Notes: (1) Getting good CIs by any method can be challenging when the proportion of successes is very near 0 or 1.

(2) The Agresti CI is not just an ad hoc trick. By conflating $1.96$ with $2$s that occur when inverting the test (and ignoring a tiny term) a 95% Agresti CI comes very close to the test-inverted CI, and yet is simple enough to remember.

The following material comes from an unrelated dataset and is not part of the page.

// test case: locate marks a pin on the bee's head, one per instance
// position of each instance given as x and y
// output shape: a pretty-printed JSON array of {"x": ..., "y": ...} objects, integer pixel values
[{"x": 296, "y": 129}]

(3) A frequentist re-purposing of a Bayesian probability interval based on a $\mathsf{Unif}(0,1) \equiv \mathsf{Beta}(1,1)$ prior, gives the 95% CI:

qbeta(c(.025,.975), x+1, n-x+1)
## 0.9486549 0.9801114

(4) Perhaps also see this page.

BruceET
  • 52,418
  • Thank you for your clarification regarding the improved performance of Agresti's method. I didn't know it.

    However, your calculated CIs: ## 0.9480839 0.9642857 0.9804876, ## 0.9486549 0.9801114, both differ from the CI reported by prop.test: ## 0.9486551 0.9802085.

    Do you know what calculations prop-test() does to compute the CI?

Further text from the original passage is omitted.